What is the general format of Ruby “diff-lcs” diff output?
Question
The Ruby diff-lcs
library does a great job of generating the changeset you need to get from one sequence to another but the format of the output is somewhat confusing to me. I would expect a list of changes but instead the output is always a list containing one or two lists of changes. What is the meaning/intent of having multiple lists of changes?
Consider the following simple example:
> Diff::LCS.diff('abc', 'a-c')
# => [[#<Diff::LCS::Change:0x01 @action="-", @position=1, @element="b">,
# #<Diff::LCS::Change:0x02 @action="+", @position=1, @element="-">],
# [#<Diff::LCS::Change:0x03 @action="-", @position=3, @element="">]]
Ignoring the fact that the last change is blank, why are there two lists of changes instead of just one?
Solution
You might have better luck with a better example.

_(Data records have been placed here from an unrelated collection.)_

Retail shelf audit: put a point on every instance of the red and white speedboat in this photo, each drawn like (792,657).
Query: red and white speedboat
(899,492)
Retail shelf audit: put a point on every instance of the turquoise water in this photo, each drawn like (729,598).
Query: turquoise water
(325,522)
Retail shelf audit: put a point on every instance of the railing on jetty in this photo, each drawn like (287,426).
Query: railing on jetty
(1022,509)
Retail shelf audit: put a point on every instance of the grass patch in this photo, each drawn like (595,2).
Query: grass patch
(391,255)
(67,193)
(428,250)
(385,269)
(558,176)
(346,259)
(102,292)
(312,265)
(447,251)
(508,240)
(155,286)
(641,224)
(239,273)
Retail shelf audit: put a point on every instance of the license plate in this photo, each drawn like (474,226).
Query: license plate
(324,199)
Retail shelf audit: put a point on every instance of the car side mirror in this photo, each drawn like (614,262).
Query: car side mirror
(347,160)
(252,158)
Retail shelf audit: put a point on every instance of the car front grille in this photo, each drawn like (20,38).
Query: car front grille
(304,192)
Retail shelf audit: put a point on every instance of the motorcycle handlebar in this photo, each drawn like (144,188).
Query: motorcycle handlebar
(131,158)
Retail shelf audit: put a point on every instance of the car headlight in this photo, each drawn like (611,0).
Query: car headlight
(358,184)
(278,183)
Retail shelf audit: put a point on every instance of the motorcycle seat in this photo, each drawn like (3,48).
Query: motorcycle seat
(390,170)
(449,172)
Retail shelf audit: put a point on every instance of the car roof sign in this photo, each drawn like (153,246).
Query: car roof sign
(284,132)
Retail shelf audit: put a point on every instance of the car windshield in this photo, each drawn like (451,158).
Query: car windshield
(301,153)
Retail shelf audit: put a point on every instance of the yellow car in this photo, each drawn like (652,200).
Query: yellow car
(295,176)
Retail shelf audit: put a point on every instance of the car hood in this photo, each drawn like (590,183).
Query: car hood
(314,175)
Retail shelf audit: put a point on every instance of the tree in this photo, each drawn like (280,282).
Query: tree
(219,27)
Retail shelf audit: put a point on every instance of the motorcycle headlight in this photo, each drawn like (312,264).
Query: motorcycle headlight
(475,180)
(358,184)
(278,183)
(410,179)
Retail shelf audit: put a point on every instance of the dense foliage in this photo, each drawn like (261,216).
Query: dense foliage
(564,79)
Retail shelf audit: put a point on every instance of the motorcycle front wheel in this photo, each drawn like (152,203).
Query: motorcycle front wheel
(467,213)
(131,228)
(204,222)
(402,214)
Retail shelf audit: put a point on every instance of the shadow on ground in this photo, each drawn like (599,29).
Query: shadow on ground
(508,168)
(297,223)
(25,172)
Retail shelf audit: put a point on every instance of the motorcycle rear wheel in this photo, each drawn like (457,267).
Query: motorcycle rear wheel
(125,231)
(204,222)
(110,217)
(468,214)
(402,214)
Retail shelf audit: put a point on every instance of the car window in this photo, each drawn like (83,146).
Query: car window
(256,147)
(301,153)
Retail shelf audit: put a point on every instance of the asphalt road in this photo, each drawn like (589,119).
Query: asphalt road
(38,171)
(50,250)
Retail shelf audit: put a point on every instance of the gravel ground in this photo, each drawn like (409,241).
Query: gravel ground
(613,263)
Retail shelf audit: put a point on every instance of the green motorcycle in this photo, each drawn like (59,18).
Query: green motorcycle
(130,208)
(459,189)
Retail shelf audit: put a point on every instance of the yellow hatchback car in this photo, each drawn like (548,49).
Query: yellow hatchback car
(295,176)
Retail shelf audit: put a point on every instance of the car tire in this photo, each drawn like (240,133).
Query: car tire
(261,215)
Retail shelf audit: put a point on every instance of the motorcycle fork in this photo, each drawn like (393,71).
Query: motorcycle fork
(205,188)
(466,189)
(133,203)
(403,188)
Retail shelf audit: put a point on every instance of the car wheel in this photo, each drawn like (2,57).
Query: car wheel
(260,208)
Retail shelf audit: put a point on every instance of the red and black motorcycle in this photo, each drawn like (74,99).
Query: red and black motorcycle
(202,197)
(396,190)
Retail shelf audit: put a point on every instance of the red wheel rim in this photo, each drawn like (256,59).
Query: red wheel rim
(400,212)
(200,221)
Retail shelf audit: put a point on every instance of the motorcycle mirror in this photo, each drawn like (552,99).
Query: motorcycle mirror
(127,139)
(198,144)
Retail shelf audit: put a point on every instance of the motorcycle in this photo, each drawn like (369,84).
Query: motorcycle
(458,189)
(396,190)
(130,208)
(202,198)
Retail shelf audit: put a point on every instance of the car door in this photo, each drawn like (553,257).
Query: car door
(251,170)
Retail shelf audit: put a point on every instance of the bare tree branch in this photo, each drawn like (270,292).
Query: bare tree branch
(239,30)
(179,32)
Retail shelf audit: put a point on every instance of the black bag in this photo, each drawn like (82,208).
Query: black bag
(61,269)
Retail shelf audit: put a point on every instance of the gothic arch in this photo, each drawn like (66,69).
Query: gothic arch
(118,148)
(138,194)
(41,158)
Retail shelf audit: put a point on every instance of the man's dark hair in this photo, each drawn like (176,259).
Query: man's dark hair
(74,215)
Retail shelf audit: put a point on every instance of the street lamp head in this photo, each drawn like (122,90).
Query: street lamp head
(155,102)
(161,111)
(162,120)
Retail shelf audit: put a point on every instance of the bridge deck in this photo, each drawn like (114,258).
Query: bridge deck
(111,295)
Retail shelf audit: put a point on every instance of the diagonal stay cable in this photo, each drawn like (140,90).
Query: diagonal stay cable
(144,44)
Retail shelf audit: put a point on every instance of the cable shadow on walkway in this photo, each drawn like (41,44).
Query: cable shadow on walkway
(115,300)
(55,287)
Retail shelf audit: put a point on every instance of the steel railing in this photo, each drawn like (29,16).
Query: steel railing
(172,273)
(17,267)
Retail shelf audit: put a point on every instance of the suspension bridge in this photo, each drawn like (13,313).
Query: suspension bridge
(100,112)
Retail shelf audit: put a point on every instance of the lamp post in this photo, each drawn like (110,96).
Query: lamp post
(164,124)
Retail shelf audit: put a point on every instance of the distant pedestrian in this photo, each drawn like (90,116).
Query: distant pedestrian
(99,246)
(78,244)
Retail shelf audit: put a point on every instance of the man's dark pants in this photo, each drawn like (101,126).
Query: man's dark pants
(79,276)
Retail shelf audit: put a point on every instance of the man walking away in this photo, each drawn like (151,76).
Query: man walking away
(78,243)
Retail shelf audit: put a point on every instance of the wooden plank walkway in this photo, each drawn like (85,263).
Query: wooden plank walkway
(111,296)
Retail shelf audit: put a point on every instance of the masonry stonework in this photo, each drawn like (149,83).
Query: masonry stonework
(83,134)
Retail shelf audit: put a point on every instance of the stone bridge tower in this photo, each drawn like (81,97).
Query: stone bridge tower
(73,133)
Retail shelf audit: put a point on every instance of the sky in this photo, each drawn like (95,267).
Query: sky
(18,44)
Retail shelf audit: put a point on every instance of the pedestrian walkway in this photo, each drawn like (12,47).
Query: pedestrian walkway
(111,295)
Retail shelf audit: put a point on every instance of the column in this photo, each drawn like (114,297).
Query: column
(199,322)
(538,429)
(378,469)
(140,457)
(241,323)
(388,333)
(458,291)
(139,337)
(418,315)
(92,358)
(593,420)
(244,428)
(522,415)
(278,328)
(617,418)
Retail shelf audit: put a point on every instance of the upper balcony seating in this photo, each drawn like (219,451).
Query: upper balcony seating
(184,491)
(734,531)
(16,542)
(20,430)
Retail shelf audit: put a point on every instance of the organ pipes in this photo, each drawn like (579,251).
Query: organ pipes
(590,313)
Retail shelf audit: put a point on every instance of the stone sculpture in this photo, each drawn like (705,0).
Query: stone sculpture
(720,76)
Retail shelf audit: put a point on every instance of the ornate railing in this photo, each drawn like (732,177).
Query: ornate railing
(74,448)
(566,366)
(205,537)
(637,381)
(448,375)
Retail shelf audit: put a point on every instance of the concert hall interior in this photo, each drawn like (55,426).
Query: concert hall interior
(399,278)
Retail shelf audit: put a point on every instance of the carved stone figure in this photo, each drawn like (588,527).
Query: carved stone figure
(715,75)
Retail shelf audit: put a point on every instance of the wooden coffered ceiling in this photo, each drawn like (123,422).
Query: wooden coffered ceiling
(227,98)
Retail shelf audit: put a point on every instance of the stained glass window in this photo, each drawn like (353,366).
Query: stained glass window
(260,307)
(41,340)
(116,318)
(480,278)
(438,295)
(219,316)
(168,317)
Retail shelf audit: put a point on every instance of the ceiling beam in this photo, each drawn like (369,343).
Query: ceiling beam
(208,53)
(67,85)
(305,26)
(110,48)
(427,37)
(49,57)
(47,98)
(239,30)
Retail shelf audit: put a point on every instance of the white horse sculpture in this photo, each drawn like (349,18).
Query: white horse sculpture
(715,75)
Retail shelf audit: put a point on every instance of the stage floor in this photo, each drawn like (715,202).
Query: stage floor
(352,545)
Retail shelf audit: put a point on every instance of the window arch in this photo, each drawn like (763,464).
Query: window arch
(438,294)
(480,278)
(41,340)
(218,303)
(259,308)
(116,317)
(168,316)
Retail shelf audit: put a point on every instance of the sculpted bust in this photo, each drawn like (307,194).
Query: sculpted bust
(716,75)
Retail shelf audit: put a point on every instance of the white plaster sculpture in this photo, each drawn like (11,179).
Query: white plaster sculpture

If you do this:
Diff::LCS.diff('ab cd', 'a- c_')
Then the output looks like this (with the noise removed):
[
[
<@action="-", @position=1, @element="b">,
<@action="+", @position=1, @element="-">
], [
<@action="-", @position=4, @element="d">,
<@action="+", @position=4, @element="_">
]
]
If we look at Diff::LCS.diff('ab cd ef', 'a- c_ e+')
, then we'd get three inner arrays instead of two.
What possible reason could there be for this? There are three operations in a diff:
- Add a string.
- Remove string.
- Change a string.
A change is really just a combination of removes and adds so we're left with just remove and add as the fundamental operations; these line up with the @action
values quite nicely. However, when humans look at diffs, we want to see a change as a distinct operation, we want to see that b
has become -
, the "remove b
, add -
" version is an implementation detail.
If all we had was this:
[
<@action="-", @position=1, @element="b">,
<@action="+", @position=1, @element="-">,
<@action="-", @position=4, @element="d">,
<@action="+", @position=4, @element="_">
]
then you'd have to figure out which +/-
pairs were really changes and which were separate additions and removals.
So the inner arrays map the two fundamental operations (add, remove) to the three operations (add, remove, change) that humans want to see.
You might want to examine the structure of the outputs from these as well:
Diff::LCS.diff('ab cd', 'a- x c_')
Diff::LCS.diff('ab', 'abx')
Diff::LCS.diff('ab', 'xbx')
I think an explicit change @action
for Diff::LCS::Change
would be better but at least the inner arrays let you group the individual additions and removals into higher level edits.